Part of my ongoing personal search for the truth of my practice has been to strip away images that mediate my relationship to the paint. The past several years have presented me with enormous loss. Many of the relationships and places that I grounded myself in for decades, if not my entire life, have shifted. This body of work is an exercise in releasing the pictorial image that I have always relied on as my translator, and replacing it with greater attention to the materiality of the paint, and the use of formal elements to communicate the response to a shifting landscape. Through a mixture of acrylic under-paintings, oil and wax medium on paper and canvas, I am exploring single words, feelings, or ideas, and responding to the intuitive hum in the heart, as I search for the combination of formal elements that express what I want to call out. The time that I give these pieces involves layering, sanding, scraping away and re-building the surface. This very visceral connection with the materials gives voice to the complexity of my personal experience, and a materiality to what sensations my body holds surrounding these experiences, as well as the experience of making. The passage through these paintings took me from ideas of space, to ideas of form. The most recent pieces are looking at form in direct relation to how it is affected by the experience of its surrounding. Art making to process change, marks as a call and a response.
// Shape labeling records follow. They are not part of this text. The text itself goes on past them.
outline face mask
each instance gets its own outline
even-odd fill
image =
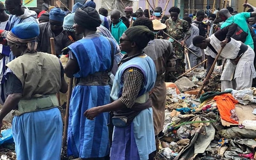
[[[158,33],[159,33],[159,32],[160,32],[160,30],[158,31],[157,32],[154,32],[153,31],[153,33],[154,33],[154,34],[155,34],[155,35],[156,35],[156,34],[158,34]]]
[[[155,12],[154,13],[154,15],[156,17],[159,17],[161,16],[161,13],[160,12]]]
[[[211,24],[213,23],[213,21],[212,20],[208,20],[208,22],[210,23]]]

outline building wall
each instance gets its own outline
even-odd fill
[[[62,3],[68,7],[68,1],[70,0],[61,0],[61,1]],[[51,2],[52,5],[54,5],[54,1],[52,1]],[[37,0],[37,7],[36,8],[29,8],[32,9],[38,9],[39,10],[41,10],[42,9],[42,4],[44,3],[43,0]],[[64,6],[61,4],[61,7],[62,9],[63,9],[65,7]]]
[[[244,3],[244,0],[232,0],[232,1],[236,1],[237,4],[237,10],[238,12],[242,12],[244,9],[244,6],[243,4]],[[253,6],[256,7],[256,1],[255,0],[248,0],[248,3],[252,5]],[[245,11],[248,10],[248,8],[246,8]],[[234,10],[235,10],[234,9]]]

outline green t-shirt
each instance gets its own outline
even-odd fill
[[[220,26],[220,29],[230,25],[234,23],[237,24],[244,32],[248,33],[248,36],[246,38],[244,44],[249,45],[253,49],[253,41],[250,33],[250,31],[248,28],[246,20],[251,17],[251,13],[249,12],[242,12],[231,16]]]

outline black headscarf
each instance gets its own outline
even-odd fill
[[[141,49],[144,49],[150,41],[155,39],[154,33],[148,27],[142,26],[129,28],[124,32],[124,34]]]
[[[96,10],[87,6],[76,10],[74,21],[78,25],[94,31],[97,30],[96,28],[101,23],[100,15]]]

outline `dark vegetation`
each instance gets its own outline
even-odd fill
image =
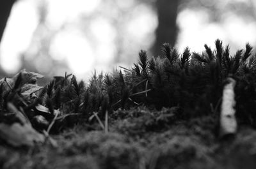
[[[35,73],[3,78],[0,124],[22,123],[13,113],[20,112],[39,132],[52,134],[58,146],[45,142],[15,150],[2,136],[0,166],[254,168],[256,55],[246,44],[231,56],[219,40],[215,49],[205,48],[179,54],[164,43],[163,55],[153,58],[141,50],[132,68],[95,72],[88,84],[67,73],[44,87],[36,85],[42,77]],[[236,80],[239,129],[236,137],[221,140],[219,116],[228,77]]]

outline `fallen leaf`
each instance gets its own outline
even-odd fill
[[[0,123],[0,137],[14,147],[33,146],[35,143],[43,143],[45,136],[28,124],[15,122],[11,126]]]

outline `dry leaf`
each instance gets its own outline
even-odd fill
[[[35,143],[43,143],[44,135],[38,133],[28,124],[15,122],[11,126],[0,123],[0,137],[14,147],[33,146]]]

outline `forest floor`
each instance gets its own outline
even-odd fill
[[[177,121],[173,108],[118,110],[106,133],[79,123],[51,136],[58,142],[28,148],[1,143],[1,168],[255,168],[256,131],[239,126],[220,140],[218,118]]]

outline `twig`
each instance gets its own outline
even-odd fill
[[[98,121],[99,123],[100,124],[101,128],[102,128],[102,129],[105,130],[105,128],[103,125],[103,123],[101,122],[100,118],[99,117],[98,115],[95,113],[95,112],[93,112],[93,115],[96,117],[97,120]]]
[[[136,92],[136,93],[134,93],[132,94],[131,94],[130,96],[136,96],[136,95],[138,95],[138,94],[143,94],[143,93],[149,92],[150,91],[151,91],[151,89],[148,89],[148,90],[147,90],[147,91],[145,91]]]
[[[119,66],[119,68],[122,68],[122,69],[124,69],[124,70],[127,70],[127,71],[131,71],[131,72],[132,72],[132,71],[131,71],[131,70],[128,70],[127,68],[124,68],[124,67],[123,67],[123,66]]]
[[[48,133],[50,132],[50,129],[51,129],[51,128],[52,127],[53,124],[54,124],[58,114],[59,114],[59,111],[56,111],[56,114],[55,114],[54,118],[53,118],[53,119],[52,119],[52,122],[51,122],[50,125],[49,125],[47,130],[46,131],[46,132],[47,132]]]
[[[106,111],[105,114],[105,133],[108,133],[108,112]]]

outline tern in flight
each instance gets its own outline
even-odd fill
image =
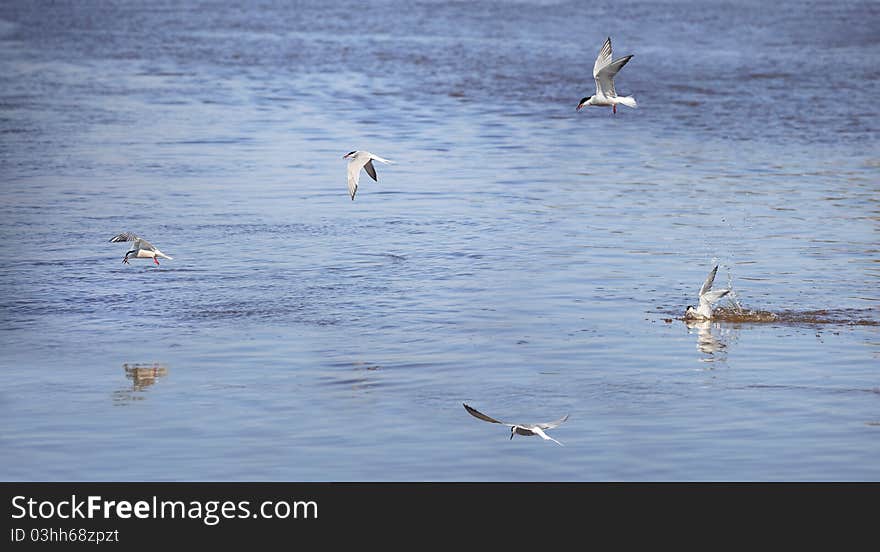
[[[125,264],[129,264],[129,257],[134,257],[135,259],[153,259],[153,262],[157,265],[159,264],[159,259],[157,259],[156,257],[171,259],[171,257],[166,255],[165,253],[159,251],[155,245],[137,236],[136,234],[133,234],[132,232],[123,232],[121,234],[117,234],[110,238],[110,241],[114,243],[124,241],[134,242],[131,248],[125,252],[125,257],[122,258],[122,262]]]
[[[348,193],[351,195],[352,201],[354,201],[354,194],[357,193],[357,185],[361,179],[361,169],[367,171],[370,178],[379,182],[379,179],[376,178],[376,167],[373,166],[373,160],[386,164],[393,163],[393,161],[383,159],[375,153],[368,151],[350,151],[343,155],[342,158],[348,159]]]
[[[712,305],[730,293],[729,289],[719,289],[717,291],[712,291],[712,283],[715,281],[715,273],[718,272],[718,265],[709,272],[709,275],[706,276],[706,281],[703,282],[703,287],[700,288],[700,306],[694,308],[693,305],[688,305],[688,308],[684,311],[684,317],[688,320],[709,320],[712,318]]]
[[[614,113],[617,113],[617,104],[623,104],[627,107],[635,108],[637,106],[636,99],[632,96],[618,96],[614,90],[614,76],[620,71],[620,68],[626,65],[632,58],[632,54],[611,60],[611,37],[605,39],[605,44],[599,50],[599,57],[593,64],[593,78],[596,79],[596,93],[588,96],[580,101],[577,111],[582,107],[590,105],[611,106]]]
[[[474,418],[479,418],[479,419],[483,420],[484,422],[490,422],[493,424],[502,424],[502,425],[508,426],[510,428],[510,438],[511,439],[513,439],[513,436],[516,434],[526,435],[526,436],[538,435],[542,439],[544,439],[545,441],[553,441],[557,445],[562,445],[562,443],[560,443],[559,441],[557,441],[553,437],[550,437],[549,435],[544,433],[544,430],[545,429],[553,429],[554,427],[560,425],[562,422],[564,422],[565,420],[568,419],[568,414],[566,414],[562,418],[559,418],[555,422],[546,422],[546,423],[542,423],[542,424],[510,424],[507,422],[502,422],[500,420],[496,420],[495,418],[492,418],[490,416],[486,416],[485,414],[483,414],[479,410],[471,408],[470,406],[468,406],[464,403],[462,403],[462,405],[464,406],[464,409],[467,410],[468,413],[471,416],[473,416]]]

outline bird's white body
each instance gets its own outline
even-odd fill
[[[502,424],[502,425],[506,425],[507,427],[509,427],[511,439],[513,439],[514,435],[523,435],[526,437],[531,436],[531,435],[537,435],[538,437],[540,437],[541,439],[544,439],[545,441],[553,441],[557,445],[562,445],[562,443],[560,443],[559,441],[557,441],[553,437],[550,437],[544,431],[547,429],[553,429],[554,427],[557,427],[560,424],[562,424],[564,421],[566,421],[568,419],[568,414],[566,414],[562,418],[559,418],[558,420],[553,421],[553,422],[544,422],[544,423],[539,423],[539,424],[511,424],[508,422],[502,422],[501,420],[496,420],[495,418],[492,418],[491,416],[487,416],[486,414],[483,414],[479,410],[472,408],[466,404],[463,404],[463,406],[464,406],[464,409],[467,410],[468,413],[471,416],[473,416],[474,418],[478,418],[480,420],[483,420],[484,422],[490,422],[493,424]]]
[[[385,164],[393,163],[393,161],[384,159],[368,151],[355,150],[343,155],[342,158],[348,159],[348,194],[351,196],[352,201],[354,201],[354,195],[357,193],[358,183],[361,180],[361,169],[364,169],[367,174],[370,175],[370,178],[378,182],[379,178],[376,175],[376,168],[373,166],[373,161]]]
[[[729,289],[719,289],[712,291],[712,284],[715,282],[715,274],[718,272],[718,265],[715,265],[706,276],[706,281],[700,288],[700,304],[695,309],[688,306],[685,310],[684,317],[691,320],[709,320],[712,318],[712,305],[719,299],[730,293]]]
[[[593,64],[593,79],[596,81],[596,93],[589,98],[584,98],[577,106],[577,110],[587,106],[611,107],[617,113],[618,104],[636,108],[638,104],[632,96],[618,96],[614,88],[614,77],[618,71],[626,65],[632,55],[623,56],[615,60],[611,59],[611,37],[605,39],[599,56]]]
[[[159,264],[159,260],[156,257],[173,260],[173,257],[169,257],[165,253],[162,253],[155,245],[132,232],[122,232],[121,234],[117,234],[110,238],[110,241],[134,242],[129,250],[125,252],[125,257],[122,258],[122,262],[125,264],[128,264],[128,259],[153,259],[153,262],[157,265]]]

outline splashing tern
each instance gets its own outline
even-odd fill
[[[612,61],[611,37],[609,36],[605,39],[605,44],[602,45],[602,49],[599,50],[599,56],[593,64],[593,78],[596,80],[596,93],[592,96],[583,98],[580,103],[578,103],[576,111],[580,111],[581,108],[590,105],[605,107],[610,105],[614,113],[617,113],[617,104],[623,104],[632,108],[637,107],[638,104],[636,104],[635,98],[632,96],[618,96],[617,91],[614,89],[614,76],[617,75],[617,72],[620,71],[620,69],[626,65],[631,58],[632,54]]]
[[[351,195],[352,201],[354,201],[354,194],[357,193],[357,185],[361,179],[361,169],[367,171],[370,178],[379,182],[379,179],[376,177],[376,167],[373,166],[373,161],[385,164],[394,163],[394,161],[383,159],[374,153],[358,150],[350,151],[343,155],[342,158],[348,159],[348,193]]]
[[[159,251],[155,245],[151,244],[147,240],[141,238],[137,234],[133,232],[122,232],[121,234],[116,234],[112,238],[110,238],[111,242],[134,242],[131,248],[125,252],[125,257],[122,258],[122,262],[125,264],[128,263],[129,257],[134,257],[136,259],[153,259],[153,262],[157,265],[159,264],[159,259],[157,257],[162,257],[163,259],[172,259],[165,253]]]
[[[712,283],[715,281],[715,274],[718,272],[718,265],[709,271],[709,275],[706,276],[706,281],[703,282],[703,287],[700,288],[700,306],[694,308],[693,305],[688,305],[687,309],[684,311],[685,319],[690,320],[709,320],[712,318],[712,305],[730,293],[730,289],[719,289],[716,291],[712,291]]]
[[[545,441],[553,441],[557,445],[562,445],[562,443],[560,443],[559,441],[557,441],[553,437],[550,437],[549,435],[544,433],[544,430],[553,429],[554,427],[559,426],[560,424],[562,424],[564,421],[566,421],[568,419],[568,414],[566,414],[562,418],[559,418],[558,420],[553,421],[553,422],[545,422],[545,423],[540,423],[540,424],[511,424],[508,422],[502,422],[500,420],[496,420],[495,418],[492,418],[491,416],[487,416],[487,415],[483,414],[482,412],[480,412],[479,410],[476,410],[475,408],[471,408],[470,406],[468,406],[465,403],[462,403],[462,406],[464,406],[464,409],[467,410],[468,413],[471,416],[473,416],[474,418],[479,418],[480,420],[483,420],[484,422],[490,422],[493,424],[502,424],[502,425],[508,426],[510,428],[510,438],[511,439],[513,439],[513,436],[517,435],[517,434],[518,435],[525,435],[525,436],[538,435],[542,439],[544,439]]]

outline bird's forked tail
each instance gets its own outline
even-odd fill
[[[618,96],[617,101],[619,103],[622,103],[623,105],[625,105],[627,107],[631,107],[633,109],[635,109],[639,106],[639,104],[636,103],[636,99],[633,98],[632,96]]]

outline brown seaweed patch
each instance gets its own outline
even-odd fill
[[[719,307],[712,313],[712,321],[734,323],[776,323],[795,325],[838,324],[846,326],[880,326],[876,309],[762,311],[743,308]]]

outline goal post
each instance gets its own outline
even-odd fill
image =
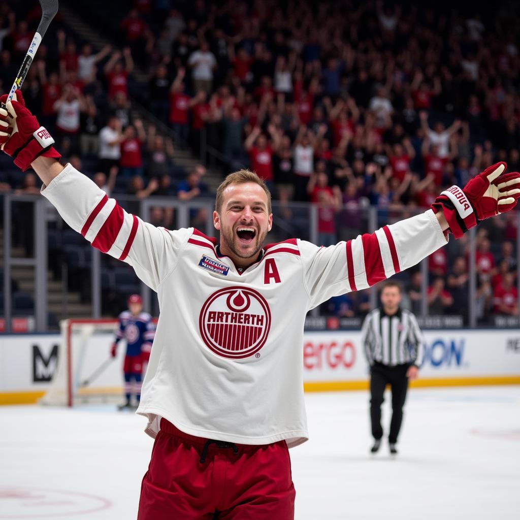
[[[60,323],[61,341],[50,385],[40,403],[73,406],[79,403],[115,402],[123,392],[123,360],[126,345],[119,343],[110,358],[116,320],[77,319]]]

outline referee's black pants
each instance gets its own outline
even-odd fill
[[[406,372],[410,365],[397,365],[393,367],[375,362],[370,367],[370,420],[372,435],[374,439],[383,437],[381,426],[381,405],[384,400],[385,388],[387,384],[392,387],[392,421],[388,442],[397,442],[397,436],[402,422],[402,407],[406,399],[408,389],[408,378]]]

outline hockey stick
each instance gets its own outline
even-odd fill
[[[113,358],[111,356],[108,359],[105,359],[105,360],[103,361],[103,362],[99,365],[99,366],[95,370],[94,370],[94,371],[90,375],[90,376],[85,379],[85,381],[83,381],[81,385],[80,385],[80,388],[89,385],[97,377],[100,375],[102,372],[105,371],[107,367],[110,364],[110,362],[115,359],[115,358]]]
[[[58,0],[40,0],[40,4],[42,6],[42,18],[40,21],[40,25],[38,25],[31,45],[29,45],[29,50],[22,62],[22,66],[16,75],[16,79],[11,87],[11,92],[7,96],[7,101],[10,101],[12,99],[17,88],[22,88],[22,84],[27,75],[34,56],[36,56],[38,47],[40,47],[54,15],[58,12]]]

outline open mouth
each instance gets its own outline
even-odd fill
[[[250,244],[256,235],[256,230],[253,227],[242,226],[237,229],[237,235],[242,243]]]

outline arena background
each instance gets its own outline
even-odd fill
[[[214,235],[216,187],[249,167],[272,189],[268,241],[297,236],[328,245],[424,211],[443,187],[497,161],[520,167],[516,2],[114,0],[106,7],[60,2],[24,95],[64,161],[157,225]],[[0,4],[4,92],[39,18],[37,2]],[[201,51],[206,70],[191,66]],[[103,151],[110,125],[121,136],[119,157]],[[159,310],[132,269],[68,229],[40,186],[0,156],[0,356],[11,375],[27,375],[17,356],[45,337],[28,333],[54,333],[60,344],[60,321],[114,318],[134,292],[146,310]],[[500,350],[499,367],[445,373],[439,363],[439,383],[470,375],[520,381],[519,218],[514,211],[486,221],[394,277],[405,306],[431,331],[431,352],[440,352],[438,338],[448,352],[460,341],[483,356]],[[352,341],[360,367],[351,339],[378,290],[314,309],[308,335],[332,330],[338,344]],[[500,339],[481,345],[487,336],[474,330],[485,329]],[[340,355],[323,355],[333,365]],[[317,379],[314,370],[308,389],[333,387],[317,381],[352,387],[337,382],[366,374],[336,370]],[[7,402],[16,389],[9,380],[0,385]],[[34,392],[33,383],[18,389]]]

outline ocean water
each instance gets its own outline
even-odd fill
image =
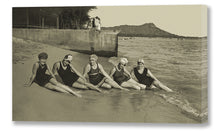
[[[145,66],[175,91],[156,91],[154,95],[178,107],[186,117],[207,120],[207,39],[119,37],[118,44],[119,57],[110,58],[111,63],[126,57],[131,70],[143,58]]]

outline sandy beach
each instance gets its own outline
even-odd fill
[[[40,52],[48,53],[47,64],[51,68],[66,54],[74,56],[72,64],[80,72],[88,62],[86,54],[13,38],[13,121],[199,123],[186,117],[175,105],[154,95],[153,91],[111,89],[107,94],[100,94],[80,90],[82,98],[77,98],[35,83],[26,88],[24,84],[29,80]],[[108,58],[100,57],[98,61],[109,73],[113,65]]]

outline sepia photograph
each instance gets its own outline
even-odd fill
[[[205,5],[12,8],[12,120],[207,123]]]

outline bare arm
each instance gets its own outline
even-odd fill
[[[124,72],[131,77],[130,72],[126,68],[124,68]]]
[[[85,67],[84,67],[84,70],[83,70],[83,77],[86,78],[88,72],[90,70],[90,66],[89,64],[87,64]]]
[[[108,79],[112,80],[112,78],[105,72],[105,70],[103,69],[102,65],[98,64],[99,69],[101,71],[101,73]]]
[[[131,70],[131,78],[133,78],[135,81],[138,81],[135,74],[134,74],[134,69]]]
[[[73,67],[72,64],[69,64],[69,65],[70,65],[72,71],[74,71],[74,72],[75,72],[79,77],[81,77],[83,80],[86,80],[85,77],[83,77],[83,75],[82,75],[79,71],[77,71],[77,70]]]
[[[112,68],[112,70],[110,71],[110,77],[111,78],[113,78],[113,75],[114,75],[115,71],[116,71],[115,67]]]
[[[54,75],[56,75],[56,74],[58,74],[58,69],[60,68],[60,64],[59,64],[59,62],[56,62],[54,65],[53,65],[53,69],[52,69],[52,73],[54,74]]]
[[[32,85],[32,83],[36,77],[36,73],[37,73],[38,68],[39,68],[39,64],[35,63],[32,68],[32,74],[31,74],[30,80],[27,84],[25,84],[26,87],[30,87]]]
[[[47,65],[47,64],[46,64],[46,65]],[[49,74],[50,74],[53,78],[56,79],[56,77],[55,77],[54,74],[52,73],[52,71],[51,71],[49,65],[47,65],[47,70],[48,70]]]
[[[156,80],[156,81],[159,81],[151,72],[150,72],[150,70],[148,69],[148,71],[147,71],[147,75],[149,75],[151,78],[153,78],[154,80]]]

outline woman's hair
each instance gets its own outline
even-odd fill
[[[92,54],[92,55],[89,56],[89,59],[94,59],[95,61],[97,61],[98,60],[98,56],[95,55],[95,54]]]
[[[48,54],[45,52],[42,52],[38,55],[38,59],[47,59],[48,58]]]

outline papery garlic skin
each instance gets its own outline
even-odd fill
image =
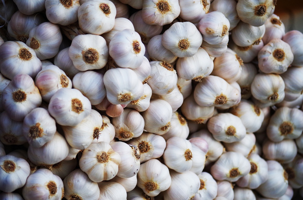
[[[26,160],[10,155],[0,157],[0,187],[5,192],[23,187],[31,171]]]
[[[98,184],[92,181],[80,169],[71,172],[63,181],[65,198],[80,197],[82,199],[94,200],[100,195]]]
[[[59,176],[48,169],[40,169],[28,176],[22,195],[25,200],[55,200],[62,198],[64,191],[63,182]]]
[[[213,177],[218,180],[236,181],[249,172],[250,163],[242,154],[232,151],[224,153],[211,168]]]

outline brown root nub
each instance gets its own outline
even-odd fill
[[[171,11],[170,5],[166,0],[159,0],[156,4],[158,11],[162,15],[166,14]]]
[[[3,138],[6,142],[10,144],[15,144],[18,141],[18,138],[16,136],[11,134],[4,135]]]
[[[169,121],[167,122],[167,124],[166,125],[161,127],[161,129],[163,131],[165,131],[169,129],[171,127],[171,125],[170,122]]]
[[[28,132],[28,137],[32,139],[35,139],[38,137],[41,137],[43,134],[43,129],[40,127],[40,123],[36,123],[35,125],[29,127]]]
[[[279,127],[279,131],[281,135],[286,135],[292,133],[294,131],[294,126],[290,121],[283,121]]]
[[[255,105],[254,105],[254,111],[257,116],[260,116],[261,114],[261,109],[258,106]]]
[[[216,99],[215,100],[215,104],[217,105],[224,104],[227,102],[227,97],[222,93],[220,95],[217,96],[216,97]]]
[[[130,93],[120,94],[118,95],[118,101],[122,102],[126,102],[131,100],[133,98]]]
[[[57,185],[55,181],[50,181],[47,184],[47,188],[48,189],[50,196],[52,196],[56,194],[57,192]]]
[[[30,47],[33,49],[37,49],[40,47],[40,42],[35,37],[32,37],[31,39]]]
[[[240,65],[243,65],[243,60],[242,60],[242,59],[241,58],[241,57],[236,54],[236,58],[237,58],[237,60],[239,62],[239,63],[240,64]]]
[[[188,48],[190,43],[187,39],[182,39],[178,43],[178,47],[182,50],[186,50]]]
[[[96,155],[97,161],[99,163],[108,163],[110,157],[109,154],[105,151],[98,152]]]
[[[67,199],[68,200],[83,200],[82,198],[78,195],[73,194],[69,196],[69,198]]]
[[[148,81],[148,80],[149,79],[151,78],[151,76],[148,76],[147,77],[147,78],[145,79],[144,79],[144,80],[142,81],[142,84],[145,84],[145,83],[147,83],[147,82]]]
[[[21,48],[19,49],[18,55],[20,59],[23,60],[29,60],[32,57],[31,52],[26,48]]]
[[[190,160],[192,158],[192,153],[190,150],[188,149],[185,150],[183,155],[185,157],[185,160],[186,161]]]
[[[122,138],[127,139],[134,136],[134,134],[130,131],[123,130],[122,128],[119,131],[119,135]]]
[[[89,48],[85,51],[82,51],[82,58],[87,63],[93,64],[99,60],[99,53],[95,49]]]
[[[63,88],[67,88],[68,86],[69,81],[66,76],[61,74],[60,76],[60,84]]]
[[[231,178],[236,177],[240,174],[238,168],[233,168],[229,171],[229,177]]]
[[[26,93],[21,89],[13,92],[13,100],[16,102],[22,102],[26,100]]]
[[[138,145],[138,148],[140,153],[143,153],[148,152],[150,150],[150,145],[146,141],[142,141],[139,143]]]
[[[202,80],[202,79],[203,78],[204,78],[204,76],[196,76],[192,79],[196,82],[201,82]]]
[[[160,65],[162,66],[168,71],[174,71],[174,66],[169,63],[164,62],[160,62]]]
[[[269,101],[275,101],[279,97],[279,94],[277,92],[275,92],[267,98]]]
[[[82,103],[80,99],[78,98],[72,99],[72,110],[78,114],[84,111]]]
[[[250,162],[250,171],[249,173],[251,174],[254,174],[258,171],[258,166],[256,163],[253,162]]]
[[[272,52],[272,56],[275,59],[281,62],[284,60],[285,59],[285,53],[283,50],[281,49],[277,49]]]
[[[226,35],[228,34],[228,27],[227,26],[224,24],[222,27],[222,33],[220,36],[221,37],[223,37],[225,35]]]
[[[1,168],[6,173],[13,172],[16,169],[16,164],[12,160],[5,160],[3,167]]]
[[[199,189],[199,190],[202,190],[205,187],[205,183],[204,181],[202,179],[200,179],[200,188]]]
[[[233,126],[230,126],[227,127],[227,130],[225,131],[226,135],[230,136],[235,135],[236,132],[236,128]]]
[[[267,10],[267,7],[265,4],[260,4],[255,7],[255,15],[263,16],[265,14]]]
[[[296,174],[295,172],[295,170],[294,170],[294,169],[291,167],[287,167],[285,169],[285,171],[286,172],[288,175],[288,178],[285,178],[285,179],[290,180],[295,178],[295,177]],[[284,177],[285,178],[285,175]]]
[[[68,9],[73,5],[73,0],[60,0],[60,3],[66,8]]]
[[[17,39],[18,41],[26,43],[29,37],[28,35],[18,35],[17,36]]]

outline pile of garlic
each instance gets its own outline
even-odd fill
[[[276,3],[2,0],[0,200],[303,197]]]

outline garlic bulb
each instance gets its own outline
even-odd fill
[[[95,182],[109,180],[117,175],[121,162],[119,153],[104,142],[92,144],[84,150],[79,160],[80,169]]]
[[[198,25],[203,40],[210,44],[217,44],[228,35],[230,24],[224,15],[218,11],[204,15]]]
[[[42,69],[41,61],[34,50],[21,42],[5,42],[0,46],[0,71],[10,80],[20,74],[35,78]]]
[[[143,94],[143,84],[135,73],[129,69],[109,69],[104,74],[103,82],[106,97],[113,104],[127,104]]]
[[[247,47],[258,44],[265,33],[265,25],[253,26],[241,21],[231,31],[231,38],[238,46]]]
[[[2,92],[2,105],[14,120],[23,120],[25,115],[41,104],[42,99],[34,81],[27,74],[14,77]]]
[[[144,129],[150,133],[163,135],[171,126],[172,110],[169,104],[164,100],[151,101],[149,107],[142,115],[144,119]]]
[[[148,24],[163,26],[172,22],[180,10],[177,0],[144,0],[141,15]]]
[[[79,35],[72,41],[68,55],[75,67],[80,71],[99,69],[107,62],[108,48],[101,36]]]
[[[201,106],[215,106],[226,109],[239,103],[238,89],[222,78],[209,76],[202,79],[194,91],[195,100]]]
[[[290,46],[280,39],[271,40],[258,54],[259,68],[267,73],[285,72],[293,60]]]
[[[25,200],[55,200],[63,197],[64,189],[63,182],[59,176],[48,169],[40,169],[28,178],[22,195]]]
[[[161,156],[166,145],[165,140],[161,136],[148,132],[144,132],[127,143],[138,147],[141,163]]]
[[[122,141],[139,137],[144,127],[143,117],[139,112],[131,108],[125,109],[121,115],[113,118],[112,123],[115,128],[115,137]]]
[[[260,26],[274,13],[275,3],[273,0],[239,0],[237,12],[242,21],[252,26]]]
[[[98,184],[91,180],[80,169],[71,172],[63,181],[64,196],[67,199],[95,200],[100,194]]]
[[[268,160],[268,178],[256,189],[267,198],[278,198],[285,193],[288,185],[288,175],[275,160]]]
[[[188,21],[173,24],[162,35],[162,44],[179,57],[191,57],[202,43],[202,36],[195,26]]]
[[[135,69],[143,62],[145,47],[139,34],[126,29],[115,34],[108,45],[109,55],[120,67]]]
[[[91,105],[88,99],[76,89],[59,89],[51,98],[49,114],[63,126],[75,126],[89,114]]]
[[[26,161],[12,155],[0,157],[0,187],[5,192],[11,192],[25,184],[30,169]]]
[[[103,76],[90,70],[79,72],[73,78],[73,86],[88,99],[92,105],[98,104],[106,95]]]
[[[128,178],[137,174],[140,168],[140,154],[138,147],[123,142],[116,142],[110,145],[121,157],[117,175],[121,178]]]
[[[248,174],[250,166],[242,154],[230,151],[221,155],[211,168],[211,174],[216,180],[235,182]]]
[[[166,190],[171,182],[168,168],[155,159],[140,165],[138,174],[137,185],[150,196],[155,196]]]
These are the works of this moment.

Sunday, December 6, 2009

And so it ends, and begins.

12" x 8"

oil on paper

So I come to the end of my first semester. A couple of really interesting things have come up for me. In my second to the last session with Helen, she noticed once more the recurrence of certain forms in my work, and brought up the idea of my making 3D forms. The creation of forms would potentially give voice to the pictorial references that are so a part of me, and perhaps give me a new way to interact with them. I imagine they would be a grounding balance to the imaginative components of the abstract work. How abstract would these forms be? It will be fun to discover. This idea immediately appeals to me and takes me back to the end of my BFA work at PAFA, where I was indeed, making all kinds of mixed media forms that directly related to my imagery. I was attaching them to paintings, hanging them in space, and mounting them on the wall. I never fully explored this direction, yet I love the physicality of making objects, and satisfy this drive now through woodblock carving and printing.
Turning to the object again makes sense to me even more after attending a gallery talk by Margie Livingston at the Greg Kucera gallery yesterday. Margie is a painter, but uses objects that she makes as references for her paintings, and as a dialogue between painting and object. Margie's approach really spoke to me as it comes from a place of communication, wonderful abstraction and color, and moves beyond simply creating still life forms to paint from. While I was running today, I thought a great deal about what I saw in Margie's work, what I would like to try, and how to get started. I am excited to get to it!

Margie Livingston
"Big Yellow"
Oil on Linen
90" x 66"

Helen also asked me to move away from the small studies and begin a 6' x 6' painting. Wheee! I have it primed and ready to go. I can feel it's presence as I stand infront of it, and I so love that. I am very excited about this upcoming semester, and so greatful for the experiences and insights of these past six months.